Era para ser mais uma operação comercial de rotina: convencer os moradores de uma pequena cidade a venderam suas terras para uma grande corporação extrair gás natural sob a cidade, por meio de uma técnica de alto risco ambiental. Mas tudo se complica quando um professor mostra para os moradores evidências de catástrofes ambientais ocorridas anteriormente: envenenamento do gado e das águas. E para complicar, chega na cidade um ativista ambiental que rastreia as atividades escusas da empresa. Além disso, a tensão cresce com a proximidade do dia da eleição na qual os moradores devem decidir se aceitam a oferta de compra. “Terra Prometida” (Promised Land, 2012) de Gus Van Sant discute até que ponto a opinião pública se confunde com propaganda – as modernas estratégias de engenharia de opinião pública na qual as grande corporações têm gigantescos interesses financeiros. Muito dinheiro para ficarem à mercê do imponderável dos resultados eleitorais. Quanto dinheiro é necessário para simular uma discussão pública e democrática? Confrontado com a atual crise política brasileira, fruto da guerra hibrida e geopolítica do petróleo, “Terra Prometida” dá no quê pensar…
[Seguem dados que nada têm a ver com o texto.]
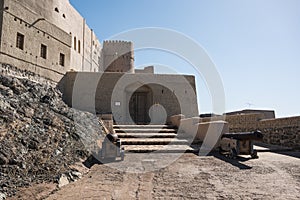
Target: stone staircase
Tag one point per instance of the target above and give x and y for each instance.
(151, 138)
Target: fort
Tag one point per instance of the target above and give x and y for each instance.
(51, 39)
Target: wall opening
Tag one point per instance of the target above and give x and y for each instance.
(43, 51)
(62, 59)
(20, 41)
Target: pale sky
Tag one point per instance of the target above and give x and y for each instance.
(255, 44)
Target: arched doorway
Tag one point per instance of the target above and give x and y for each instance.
(139, 105)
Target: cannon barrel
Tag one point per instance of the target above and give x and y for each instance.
(256, 135)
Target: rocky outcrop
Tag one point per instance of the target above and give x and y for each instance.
(40, 136)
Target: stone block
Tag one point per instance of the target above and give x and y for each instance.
(175, 119)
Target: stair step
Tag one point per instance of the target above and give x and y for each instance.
(159, 149)
(145, 130)
(146, 135)
(142, 126)
(153, 141)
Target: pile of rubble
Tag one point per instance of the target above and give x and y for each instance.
(40, 136)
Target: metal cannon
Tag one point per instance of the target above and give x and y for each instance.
(235, 144)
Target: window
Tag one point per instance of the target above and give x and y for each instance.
(62, 59)
(75, 43)
(44, 51)
(79, 46)
(20, 41)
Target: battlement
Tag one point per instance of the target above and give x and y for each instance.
(118, 56)
(117, 42)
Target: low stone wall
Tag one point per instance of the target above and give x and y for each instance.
(282, 131)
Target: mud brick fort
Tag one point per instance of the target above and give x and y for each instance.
(51, 39)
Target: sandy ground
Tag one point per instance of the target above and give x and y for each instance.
(272, 176)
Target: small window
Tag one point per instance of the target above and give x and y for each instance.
(62, 59)
(20, 41)
(75, 43)
(44, 51)
(79, 46)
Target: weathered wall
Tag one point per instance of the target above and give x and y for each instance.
(101, 91)
(54, 23)
(281, 131)
(18, 19)
(118, 56)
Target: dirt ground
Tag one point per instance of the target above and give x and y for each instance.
(272, 176)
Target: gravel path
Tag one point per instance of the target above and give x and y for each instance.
(272, 176)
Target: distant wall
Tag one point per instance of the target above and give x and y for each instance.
(281, 131)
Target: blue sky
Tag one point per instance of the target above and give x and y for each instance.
(254, 44)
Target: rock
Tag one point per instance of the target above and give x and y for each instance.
(3, 160)
(2, 196)
(76, 174)
(63, 181)
(41, 139)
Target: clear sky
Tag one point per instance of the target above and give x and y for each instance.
(255, 44)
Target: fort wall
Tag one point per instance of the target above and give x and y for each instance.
(111, 92)
(118, 56)
(280, 131)
(54, 24)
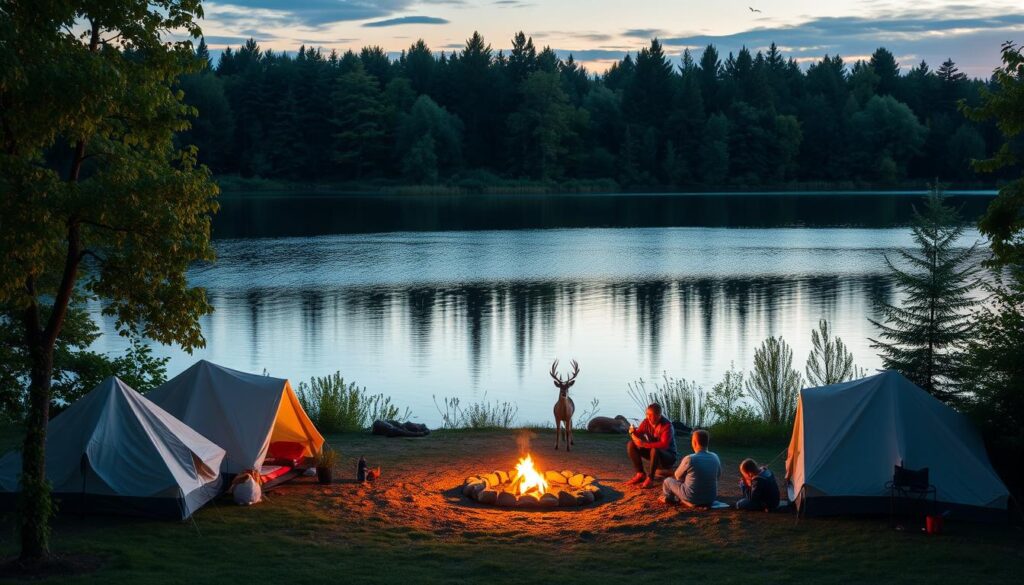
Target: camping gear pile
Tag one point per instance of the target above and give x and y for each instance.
(170, 452)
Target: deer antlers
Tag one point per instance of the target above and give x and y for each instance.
(558, 378)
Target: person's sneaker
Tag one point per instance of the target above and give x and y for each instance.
(640, 476)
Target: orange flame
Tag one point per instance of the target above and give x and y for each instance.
(528, 477)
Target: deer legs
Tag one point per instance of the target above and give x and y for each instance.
(564, 407)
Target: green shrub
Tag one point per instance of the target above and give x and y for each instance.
(335, 407)
(774, 384)
(726, 397)
(681, 401)
(747, 428)
(476, 415)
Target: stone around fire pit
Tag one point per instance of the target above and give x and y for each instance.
(565, 489)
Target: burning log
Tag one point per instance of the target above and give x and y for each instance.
(525, 487)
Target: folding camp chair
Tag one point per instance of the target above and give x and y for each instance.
(909, 484)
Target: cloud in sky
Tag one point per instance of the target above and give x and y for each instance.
(597, 31)
(972, 41)
(643, 33)
(407, 21)
(310, 12)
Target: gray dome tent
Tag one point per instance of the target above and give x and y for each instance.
(114, 451)
(847, 437)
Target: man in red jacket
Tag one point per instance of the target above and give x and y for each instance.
(654, 441)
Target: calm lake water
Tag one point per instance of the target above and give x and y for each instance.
(474, 296)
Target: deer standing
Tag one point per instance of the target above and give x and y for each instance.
(564, 407)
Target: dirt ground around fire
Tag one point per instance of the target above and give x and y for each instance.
(420, 488)
(414, 526)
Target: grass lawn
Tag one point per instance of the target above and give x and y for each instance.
(415, 526)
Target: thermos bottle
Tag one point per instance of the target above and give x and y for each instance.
(360, 469)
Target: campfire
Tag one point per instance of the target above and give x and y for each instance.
(526, 487)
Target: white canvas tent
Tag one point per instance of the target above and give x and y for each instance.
(242, 412)
(847, 439)
(114, 451)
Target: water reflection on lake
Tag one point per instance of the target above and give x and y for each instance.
(483, 312)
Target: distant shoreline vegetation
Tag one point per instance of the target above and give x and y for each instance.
(477, 120)
(236, 184)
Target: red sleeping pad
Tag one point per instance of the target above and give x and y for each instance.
(270, 472)
(285, 453)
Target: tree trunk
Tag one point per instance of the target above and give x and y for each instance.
(35, 503)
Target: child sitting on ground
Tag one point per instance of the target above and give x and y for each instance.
(759, 488)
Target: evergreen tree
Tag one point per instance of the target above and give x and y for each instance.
(715, 151)
(420, 163)
(711, 70)
(522, 58)
(923, 336)
(358, 123)
(884, 65)
(426, 118)
(540, 129)
(418, 66)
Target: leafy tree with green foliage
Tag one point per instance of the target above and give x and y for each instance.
(773, 384)
(76, 369)
(121, 215)
(829, 362)
(924, 336)
(1004, 222)
(212, 130)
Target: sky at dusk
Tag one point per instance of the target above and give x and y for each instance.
(599, 32)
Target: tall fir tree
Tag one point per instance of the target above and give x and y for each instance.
(924, 335)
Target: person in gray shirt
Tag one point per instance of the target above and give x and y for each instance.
(695, 481)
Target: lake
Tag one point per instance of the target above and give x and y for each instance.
(474, 296)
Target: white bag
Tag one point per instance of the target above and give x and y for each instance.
(248, 492)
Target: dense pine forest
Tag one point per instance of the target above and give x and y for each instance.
(479, 116)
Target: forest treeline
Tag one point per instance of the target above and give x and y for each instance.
(714, 121)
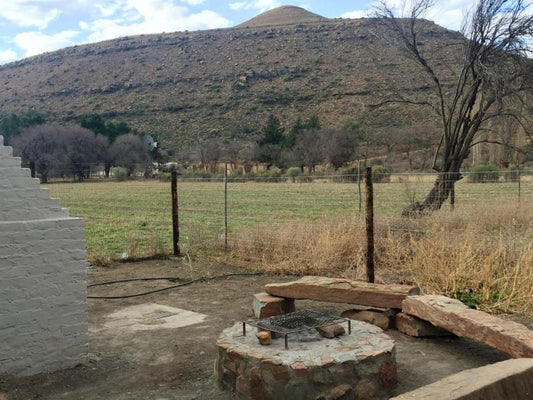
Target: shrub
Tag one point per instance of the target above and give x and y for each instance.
(164, 176)
(274, 172)
(120, 173)
(484, 173)
(293, 172)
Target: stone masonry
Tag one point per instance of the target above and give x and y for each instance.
(43, 302)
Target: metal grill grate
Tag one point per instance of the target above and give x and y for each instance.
(295, 322)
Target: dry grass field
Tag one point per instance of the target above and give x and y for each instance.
(481, 252)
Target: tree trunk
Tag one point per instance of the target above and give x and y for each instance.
(440, 192)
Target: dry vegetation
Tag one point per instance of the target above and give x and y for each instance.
(481, 253)
(483, 256)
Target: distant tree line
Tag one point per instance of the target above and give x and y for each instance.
(76, 151)
(305, 144)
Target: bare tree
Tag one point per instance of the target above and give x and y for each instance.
(38, 146)
(309, 148)
(81, 151)
(339, 145)
(489, 84)
(127, 152)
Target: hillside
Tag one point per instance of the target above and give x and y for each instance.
(225, 82)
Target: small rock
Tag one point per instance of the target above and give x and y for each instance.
(264, 337)
(341, 392)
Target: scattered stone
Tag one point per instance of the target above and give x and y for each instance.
(505, 380)
(372, 317)
(265, 305)
(343, 291)
(264, 337)
(341, 392)
(416, 327)
(331, 331)
(510, 337)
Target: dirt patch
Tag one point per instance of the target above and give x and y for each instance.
(176, 362)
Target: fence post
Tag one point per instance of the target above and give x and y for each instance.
(519, 188)
(452, 194)
(369, 219)
(359, 184)
(226, 206)
(175, 221)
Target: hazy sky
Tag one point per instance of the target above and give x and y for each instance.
(30, 27)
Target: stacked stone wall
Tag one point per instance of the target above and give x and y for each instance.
(43, 308)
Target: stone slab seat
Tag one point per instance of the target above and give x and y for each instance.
(343, 291)
(506, 380)
(510, 337)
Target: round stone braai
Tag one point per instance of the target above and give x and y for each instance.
(360, 365)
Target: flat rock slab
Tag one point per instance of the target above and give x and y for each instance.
(343, 291)
(511, 379)
(372, 317)
(265, 305)
(417, 327)
(510, 337)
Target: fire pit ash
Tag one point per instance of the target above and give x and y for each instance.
(360, 363)
(297, 321)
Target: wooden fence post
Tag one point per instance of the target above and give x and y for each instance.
(369, 219)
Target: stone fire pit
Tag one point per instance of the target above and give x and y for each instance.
(360, 365)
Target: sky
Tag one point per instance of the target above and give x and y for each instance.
(30, 27)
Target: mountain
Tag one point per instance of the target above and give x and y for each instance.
(225, 82)
(284, 15)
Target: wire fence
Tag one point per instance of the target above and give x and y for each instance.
(133, 218)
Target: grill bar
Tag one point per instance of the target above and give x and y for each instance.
(295, 322)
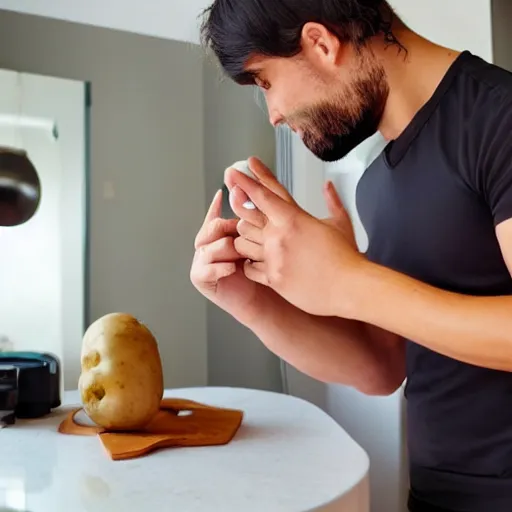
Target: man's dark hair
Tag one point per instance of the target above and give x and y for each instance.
(238, 29)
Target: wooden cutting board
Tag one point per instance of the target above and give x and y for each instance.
(179, 423)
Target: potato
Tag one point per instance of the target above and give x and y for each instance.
(121, 383)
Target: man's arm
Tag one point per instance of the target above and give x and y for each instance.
(334, 350)
(475, 330)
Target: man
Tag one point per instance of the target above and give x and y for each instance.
(431, 300)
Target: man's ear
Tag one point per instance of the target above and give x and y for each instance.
(318, 42)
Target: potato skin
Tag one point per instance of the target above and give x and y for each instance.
(121, 383)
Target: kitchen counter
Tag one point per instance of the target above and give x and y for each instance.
(288, 456)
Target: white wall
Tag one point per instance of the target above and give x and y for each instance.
(42, 261)
(170, 19)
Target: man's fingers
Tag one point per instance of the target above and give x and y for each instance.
(255, 271)
(250, 231)
(237, 199)
(222, 250)
(215, 209)
(214, 230)
(208, 275)
(248, 249)
(267, 178)
(269, 203)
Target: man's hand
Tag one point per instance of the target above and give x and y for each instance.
(305, 260)
(217, 269)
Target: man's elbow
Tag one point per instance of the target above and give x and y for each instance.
(380, 387)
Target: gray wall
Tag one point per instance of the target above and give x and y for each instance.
(501, 40)
(235, 127)
(147, 140)
(164, 126)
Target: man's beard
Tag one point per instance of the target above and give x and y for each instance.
(333, 129)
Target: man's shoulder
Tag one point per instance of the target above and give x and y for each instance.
(487, 84)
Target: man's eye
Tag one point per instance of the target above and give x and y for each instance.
(263, 84)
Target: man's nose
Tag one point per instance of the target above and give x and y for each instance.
(275, 118)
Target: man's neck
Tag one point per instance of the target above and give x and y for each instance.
(413, 76)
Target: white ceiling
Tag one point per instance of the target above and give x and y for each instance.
(170, 19)
(465, 24)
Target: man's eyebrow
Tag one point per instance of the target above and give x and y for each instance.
(248, 76)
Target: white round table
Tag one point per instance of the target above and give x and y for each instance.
(288, 456)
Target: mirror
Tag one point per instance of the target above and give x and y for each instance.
(152, 126)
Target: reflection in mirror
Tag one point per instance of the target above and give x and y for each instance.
(42, 168)
(164, 125)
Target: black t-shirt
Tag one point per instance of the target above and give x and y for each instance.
(430, 204)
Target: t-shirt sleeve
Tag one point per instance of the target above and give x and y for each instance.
(495, 161)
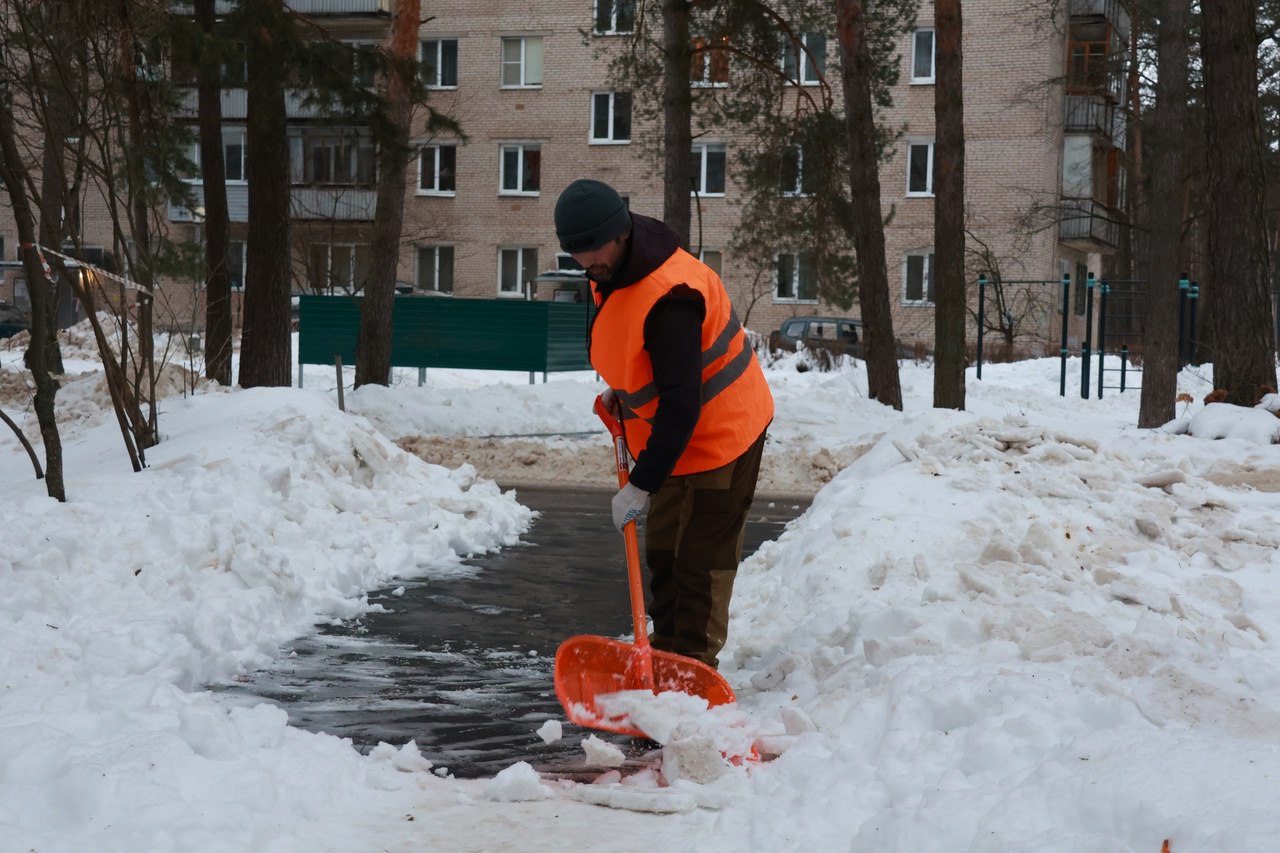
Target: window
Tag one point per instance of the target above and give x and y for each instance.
(521, 169)
(615, 16)
(922, 55)
(611, 117)
(919, 169)
(437, 170)
(236, 264)
(709, 62)
(795, 278)
(708, 169)
(804, 67)
(522, 62)
(338, 268)
(233, 155)
(515, 268)
(364, 63)
(918, 279)
(435, 269)
(796, 181)
(439, 63)
(337, 159)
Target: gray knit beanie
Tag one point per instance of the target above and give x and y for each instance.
(589, 214)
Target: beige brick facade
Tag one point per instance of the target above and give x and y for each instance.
(1015, 56)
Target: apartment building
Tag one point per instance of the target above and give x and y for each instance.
(529, 85)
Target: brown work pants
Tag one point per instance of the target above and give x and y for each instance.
(693, 546)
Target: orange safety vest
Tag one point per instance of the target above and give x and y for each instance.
(736, 400)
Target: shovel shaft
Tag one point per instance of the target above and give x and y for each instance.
(631, 539)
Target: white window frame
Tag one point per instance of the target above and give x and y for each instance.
(521, 178)
(530, 53)
(702, 153)
(804, 59)
(795, 299)
(912, 147)
(919, 80)
(434, 273)
(438, 63)
(612, 8)
(526, 260)
(231, 133)
(713, 258)
(926, 276)
(429, 165)
(705, 76)
(611, 101)
(348, 283)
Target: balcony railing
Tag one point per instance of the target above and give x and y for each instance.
(1088, 226)
(1112, 10)
(236, 105)
(347, 204)
(342, 204)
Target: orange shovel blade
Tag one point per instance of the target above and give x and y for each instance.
(588, 667)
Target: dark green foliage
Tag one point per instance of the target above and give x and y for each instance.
(769, 121)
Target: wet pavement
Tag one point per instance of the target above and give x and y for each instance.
(462, 665)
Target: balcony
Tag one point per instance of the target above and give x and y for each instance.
(1111, 10)
(311, 8)
(1088, 226)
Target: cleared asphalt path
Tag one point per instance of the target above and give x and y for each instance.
(464, 666)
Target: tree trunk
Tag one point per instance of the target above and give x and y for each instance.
(1237, 305)
(218, 281)
(374, 350)
(677, 115)
(868, 226)
(949, 282)
(265, 343)
(1162, 249)
(142, 268)
(40, 288)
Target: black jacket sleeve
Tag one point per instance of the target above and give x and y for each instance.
(673, 338)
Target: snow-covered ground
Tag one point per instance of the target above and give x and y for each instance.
(1025, 626)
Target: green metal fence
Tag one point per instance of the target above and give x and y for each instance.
(480, 334)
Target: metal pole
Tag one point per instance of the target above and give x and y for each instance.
(1193, 297)
(1088, 337)
(1066, 316)
(1104, 288)
(982, 322)
(1183, 286)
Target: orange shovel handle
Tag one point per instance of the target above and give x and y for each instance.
(632, 547)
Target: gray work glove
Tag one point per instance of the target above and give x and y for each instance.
(629, 505)
(611, 404)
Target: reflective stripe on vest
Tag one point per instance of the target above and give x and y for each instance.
(712, 384)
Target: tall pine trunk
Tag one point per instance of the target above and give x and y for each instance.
(265, 337)
(374, 352)
(867, 226)
(1164, 243)
(949, 279)
(213, 168)
(1237, 305)
(677, 109)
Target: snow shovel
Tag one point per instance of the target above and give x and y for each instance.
(589, 667)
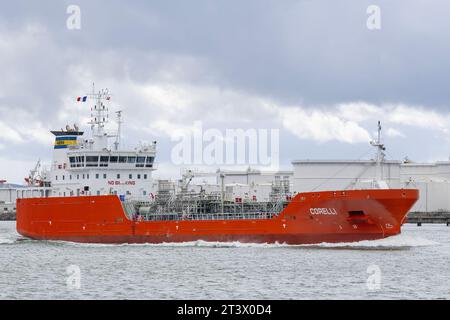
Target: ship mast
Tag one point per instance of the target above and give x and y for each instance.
(119, 126)
(99, 117)
(378, 182)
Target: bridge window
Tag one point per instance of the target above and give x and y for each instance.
(104, 161)
(122, 159)
(149, 162)
(140, 162)
(72, 161)
(91, 161)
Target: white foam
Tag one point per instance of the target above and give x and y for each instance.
(395, 242)
(398, 241)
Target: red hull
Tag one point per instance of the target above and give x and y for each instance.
(309, 218)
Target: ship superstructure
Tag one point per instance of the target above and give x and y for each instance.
(93, 166)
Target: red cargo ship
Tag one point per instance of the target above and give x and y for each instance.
(93, 199)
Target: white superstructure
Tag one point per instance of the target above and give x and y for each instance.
(93, 166)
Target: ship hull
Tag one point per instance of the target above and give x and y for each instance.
(331, 216)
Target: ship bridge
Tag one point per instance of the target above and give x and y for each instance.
(93, 166)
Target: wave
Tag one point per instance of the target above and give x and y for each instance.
(397, 242)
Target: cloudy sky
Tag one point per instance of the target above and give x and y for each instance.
(311, 69)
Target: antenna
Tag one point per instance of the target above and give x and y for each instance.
(380, 155)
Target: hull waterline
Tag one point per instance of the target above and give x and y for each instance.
(331, 216)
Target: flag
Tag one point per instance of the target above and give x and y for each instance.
(82, 99)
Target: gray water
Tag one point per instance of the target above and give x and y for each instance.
(413, 265)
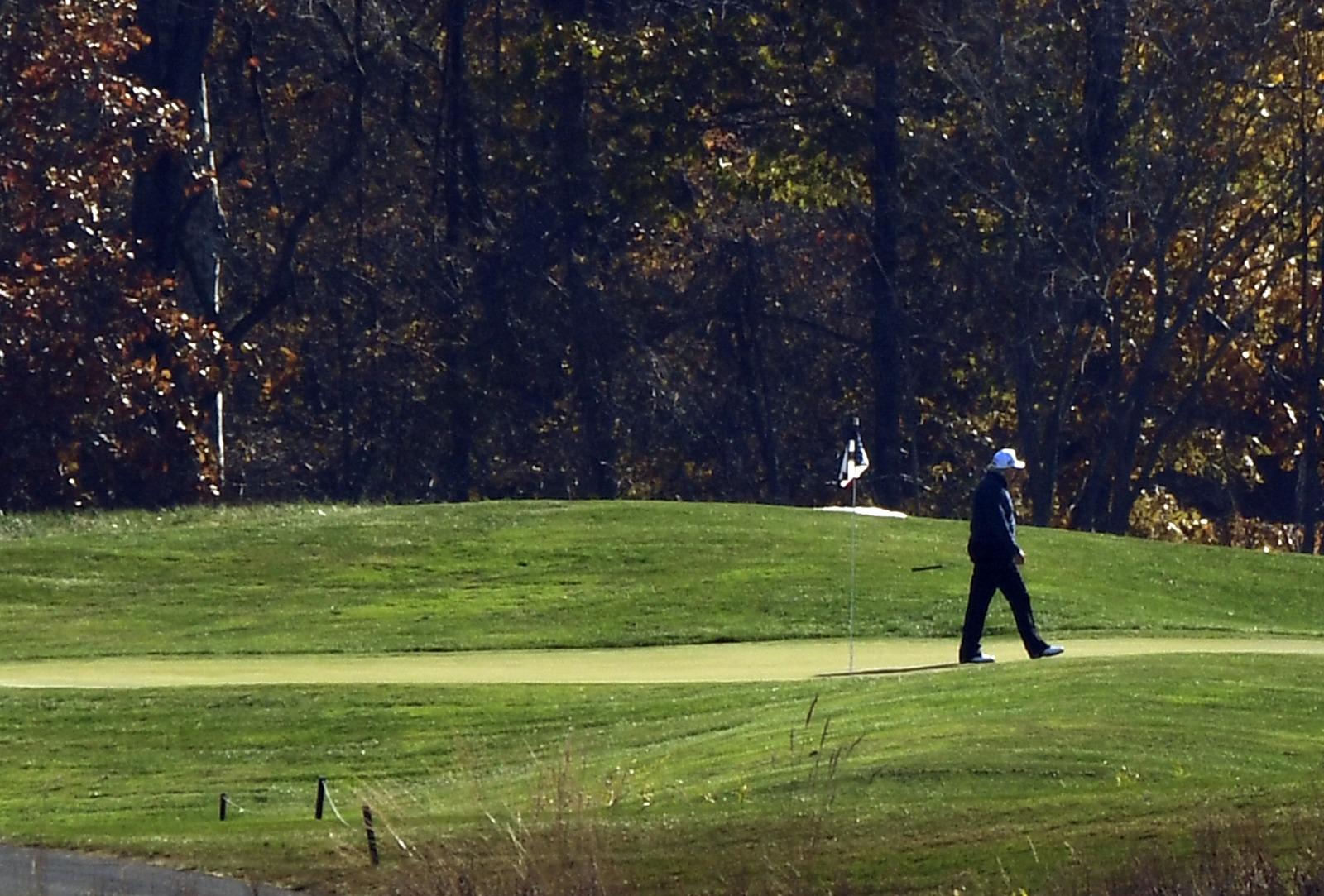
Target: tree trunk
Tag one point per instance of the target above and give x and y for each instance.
(180, 36)
(589, 351)
(886, 320)
(460, 218)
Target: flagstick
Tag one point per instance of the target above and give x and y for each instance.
(854, 525)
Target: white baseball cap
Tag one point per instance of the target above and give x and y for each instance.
(1006, 459)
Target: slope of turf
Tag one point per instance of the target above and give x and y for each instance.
(993, 776)
(324, 578)
(893, 783)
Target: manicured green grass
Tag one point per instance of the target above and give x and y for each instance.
(313, 578)
(893, 783)
(996, 777)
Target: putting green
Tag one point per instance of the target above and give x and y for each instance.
(734, 662)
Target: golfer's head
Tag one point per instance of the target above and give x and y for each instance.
(1005, 462)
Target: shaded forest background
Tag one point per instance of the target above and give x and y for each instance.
(460, 249)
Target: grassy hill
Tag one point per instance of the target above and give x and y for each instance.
(1029, 774)
(324, 578)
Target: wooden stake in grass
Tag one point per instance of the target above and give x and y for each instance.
(372, 836)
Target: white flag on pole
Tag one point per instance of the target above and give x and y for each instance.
(854, 461)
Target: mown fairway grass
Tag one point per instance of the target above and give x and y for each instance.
(311, 578)
(990, 777)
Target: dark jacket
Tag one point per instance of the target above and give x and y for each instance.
(992, 522)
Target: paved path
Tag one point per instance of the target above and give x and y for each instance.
(743, 662)
(52, 873)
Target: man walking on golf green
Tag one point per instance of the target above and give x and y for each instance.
(996, 555)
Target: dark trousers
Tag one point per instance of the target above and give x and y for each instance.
(993, 576)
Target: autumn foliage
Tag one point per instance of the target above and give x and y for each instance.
(101, 375)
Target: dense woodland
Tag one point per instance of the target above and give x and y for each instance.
(460, 249)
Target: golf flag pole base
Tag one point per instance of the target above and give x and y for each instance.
(854, 461)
Terra Prometida (Promised Land, 2012) de Gus Van Sant é um daqueles filmes difíceis de serem resenhados sem incorrer em um grave spoiler. Isso porque, ao lado do filme Obrigado Por Fumar, é um indispensável e didático manual sobre engenharia de opinião pública. Um filme inadiável, principalmente na atual crise política brasileira e proximidade das eleições (?) desse ano.

Gus Van Sant nos mostra toda a democracia que o capitalismo pode inventar.

O principal indicativo da crítica e virulência de Terra Prometida foi a reação da crítica tanto internacional quanto brasileira: foi recebido como “um conto de fadas sentimental”, “fábula de valores”, uma estória sobre um “herói moral” na linha do otimismo dos filmes clássicos de Frank Capra. 

E nada sobre o cerne explosivo da narrativa: a manipulação da opinião pública de uma pequena cidade no interior dos EUA por uma gigantesca empresa de gás natural. Como uma estratégia de engenharia de opinião pública é capaz de criar os próprios interlocutores de um debate, para direcionar as opiniões no limite do horizonte de propósitos do manipulador. 

E o principal: como um debate público que deveria ser técnico-racional transforma-se em propaganda.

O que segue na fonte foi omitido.